La famiglia è il luogo santo dove accadono i miracoli. Lo dico  nel senso profano del termine. Santo sta per privilegiato, specifico e benedetto. Il fatto è che famiglie non si nasce ma ci si costruisce. Le famiglie si scelgono, non  ce le troviamo impacchettate e scontate. Ma si scelgono nel cuore. Possono funzionare sono se stanno nel cuore.

Tutto il resto che sta fuori  di questo nodo assoluto è il puttanaio  che circonda ordinariamente  tutto e tutti.

Quando  sento parlare le persone  in genere   mi  sorprendo  sempre  della nostra  ripetuta   cecità. Alla mancanza di intelligenza  non ci si può fare (fortunatamente) l’abitudine.

Accade  infatti   che in genere ci si ferma  all’apparenza delle cose, e non ci si muove verso la visione della sostanza.

Prendiamo per esempio il nostro capoufficio ed i colleghi di lavoro, o il nostro dirigente ed i colleghi di lavoro, o i nostri parenti  con relativi affini, o i nostri amici  di  passaggio  e relativi  contingenti.

Sono tutti stati d’umanità quotidiani  dove sovrasta per lo più la legge  del tornaconto personale.

Alzi la mano  chi  cerca d’ impostare la propria giornata lavorativa o la propria giornata  familiare o la propria giornata  festiva e di divertimento secondo le banali   leggi   della spontaneità, dell’impegno e della  condivisione.

Immagino già le risposte di molti:  “Io considero solo i miei familiari, tutti gli altri sono estranei” oppure “Quello che gli altri fanno a me non vedo perché io non dovrei   fare loro” oppure “Ciò che conta è essere furbi  più degli altri perché così nessuno ti fotte” oppure “Perché dovrei impegnarmi  quando nessuno ha mai fatto nulla per me?” e così di seguito su questo passo…

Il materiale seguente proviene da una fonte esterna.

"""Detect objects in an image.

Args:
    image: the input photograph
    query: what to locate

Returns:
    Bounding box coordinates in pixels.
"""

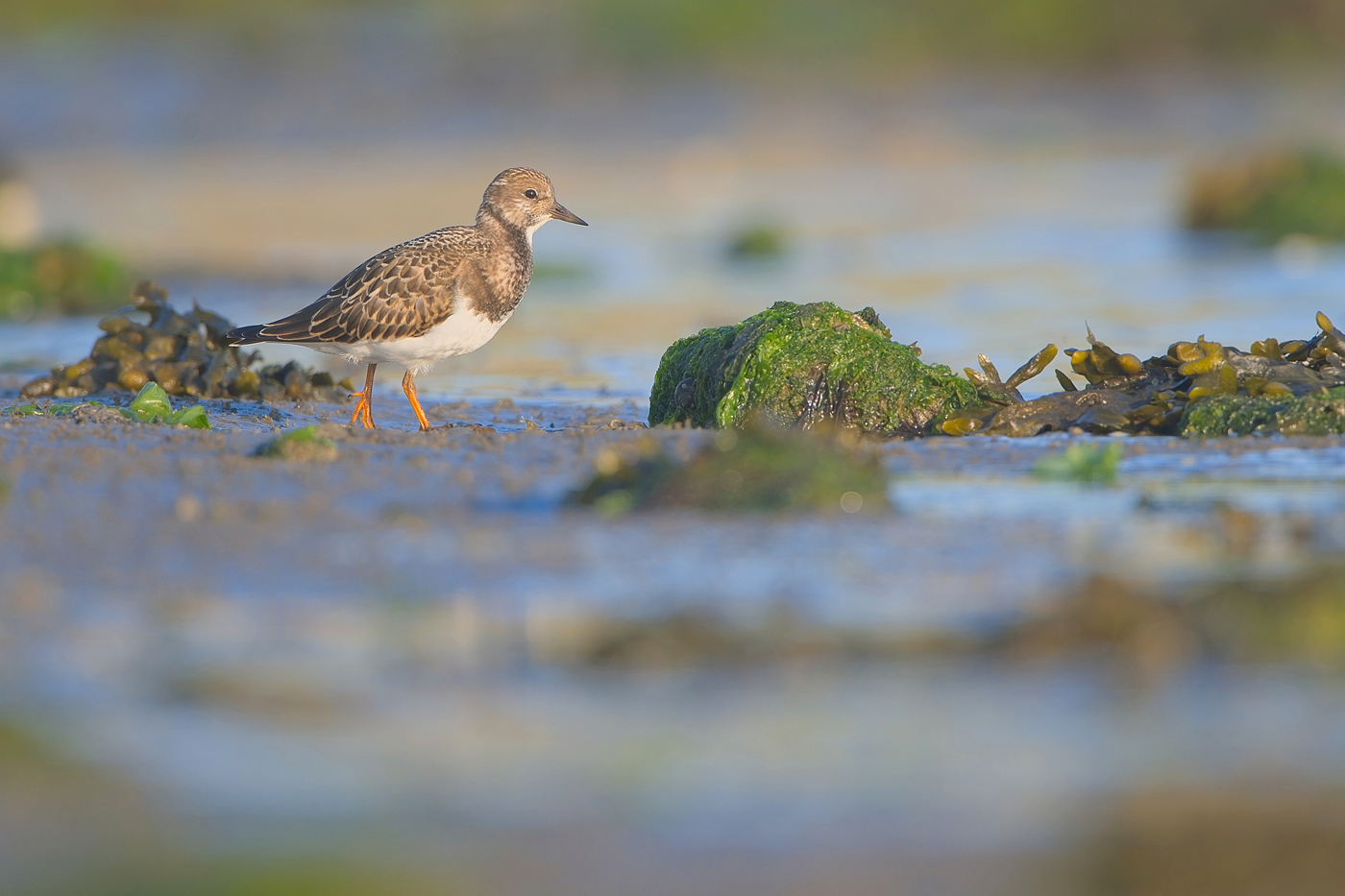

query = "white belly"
[303,305,510,374]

Il mondo va di merda perché questi sono i nostri luoghi comuni. Consideriamo la famiglia  un luogo privilegiato e separato dal  resto della società e la società come  la discarica della nostra immondizia, ma non è nemmeno questa la verità, perché quello che noi ci dispensiamo di fare in società  ci ritorna contro nella famiglia la quale non è affatto il luogo privilegiato e “Perfetto”  che  si  ritiene considerare, ma solo il luogo dove insegniamo a noi stessi e ai nostri figli come fottere il prossimo.

La  famiglia  non sono nostro padre, nostra madre, i nostri fratelli o nostra moglie, nostro marito, i nostri figli…la famiglia sono le persone che ci scegliamo e che si dimostrano all’altezza del loro compito verso cui noi ci dimostriamo fedeli.

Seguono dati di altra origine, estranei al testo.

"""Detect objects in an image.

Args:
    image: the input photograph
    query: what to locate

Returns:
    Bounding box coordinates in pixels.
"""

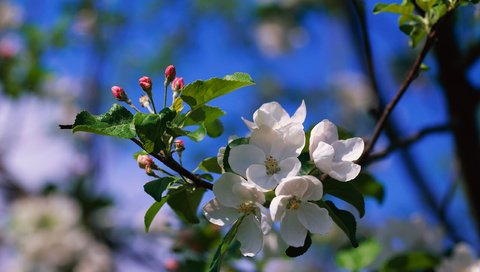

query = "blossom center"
[287,197,302,210]
[264,156,280,176]
[238,202,255,214]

In altre parole la famiglia non è un contenitore fisso e stabile, ma mobile e modificabile.  E   in altre parole  lancio una freccia in favore delle famiglie allargate, quando queste stesse dimostrano di funzionare meglio di quelle  originarie.

Il problema che si aggiunge dentro questo periodo di grandi cambiamenti e di grandi sconvolgimenti,  è che  l’essere comune rischia  di  scambiare  le nuove opportunità   per  facili occasioni   in cui    fare quello che si crede.

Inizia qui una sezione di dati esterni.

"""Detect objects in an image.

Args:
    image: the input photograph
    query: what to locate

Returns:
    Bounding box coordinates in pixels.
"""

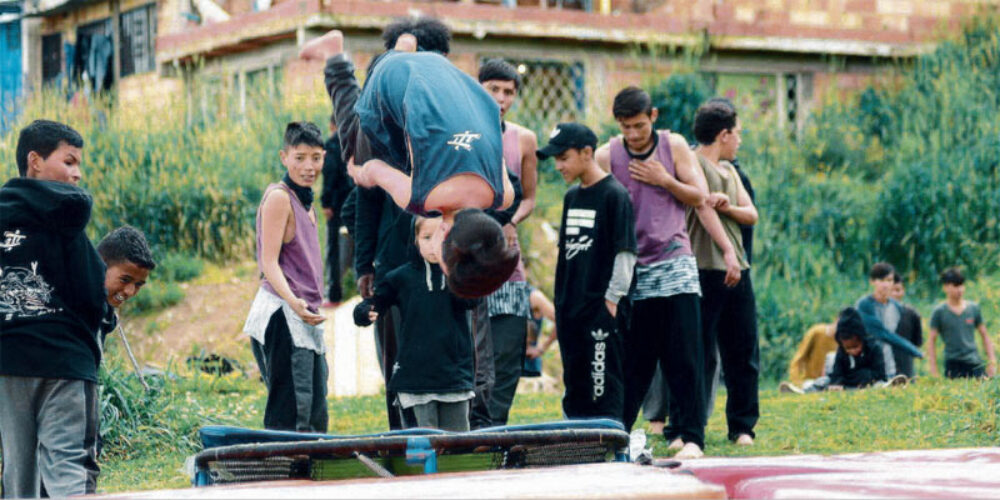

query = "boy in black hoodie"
[828,307,887,390]
[0,120,108,497]
[354,217,476,432]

I fautori del rigidismo nel nome di questo rischio reale  vorrebbero chiudere le nuove frontiere che invece avanzano coma falangi ben armate che mai nessuna dittatura sporca e crudele  potrà mai più fermare.

Tanto vale affrontarli,  i problemi, metterli tutti su di un tavolo  e pianificarli il meglio che si può.

La vera fortuna di questa  nuova  idea di famiglia vivente e in costruzione è che  il nucleo familiare può diventare una vera e propria comunità, un vero e proprio agglomerato di persone che si ritrovano ad essere unite perché si condividono gli stessi principi di onestà, di ricerca, di divertimento.

Dentro questa bellissima ricerca  che ho deciso di fare mia,  sta l’annullamento dei vecchi parametri di misura e la presa in considerazione dei nuovi.

La bellezza degli affetti è che si può amare un solo essere come uomo e come donna, ma si possono amare vari esseri  come amici e fratelli e compagni di viaggio. In un certo senso si diventa delle grandi madri o dei grandi padri  dove  i confini  del conosciuto e dello sconosciuto si assoggettano alle leggi della riconoscenza  e della fratellanza  universale.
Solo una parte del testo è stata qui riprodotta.